Longest Common Substring(最长公共子串)
题目描述
A string is finite sequence of characters over a non-empty finite set Σ.
In this problem, Σ is the set of lowercase letters.
Substring, also called factor, is a consecutive sequence of characters occurrences at least once in a string.
Now your task is simple, for two given strings, find the length of the longest common substring of them.
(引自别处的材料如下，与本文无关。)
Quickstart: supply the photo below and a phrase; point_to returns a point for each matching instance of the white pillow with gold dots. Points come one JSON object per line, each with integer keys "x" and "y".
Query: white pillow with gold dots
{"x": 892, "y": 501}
Here common substring means a substring of two or more strings.
输入格式
The input contains exactly two lines, each line consists of no more than 250000 lowercase letters, representing a string.
输出格式
The length of the longest common substring. If such string doesn’t exist, print “0” instead.
题意翻译
输入2 个长度不大于250000的字符串,输出这2 个字符串的最长公共子串。如果没有公共子串则输出0 。
Translated by @xyz32768
输入输出样例
输入
alsdfkjfjkdsal
fdjskalajfkdsla
输出
3
有两个字符串$A$和$B$,我们要求它们的最长公共连续子串。
首先,我们对$A$建立一个$SAM$。
定义:$Len$为当前$B$的前$i$个字符组成的子串与$A$的最长公共子序列,$State$为当前状态,初始化为0(初始状态)。$next(State,ch)$为在$State$状态节点处往$ch$道路走的下一状态。
匹配:
然后我们从$B[i=0]$开始,在$A$的$SAM$上走,一个一个匹配,若:
- 当前状态朝着$B[i]$往下走有路,说明可以继续往下匹配,就接着走,即$State=next(State,B[i]),++Len$。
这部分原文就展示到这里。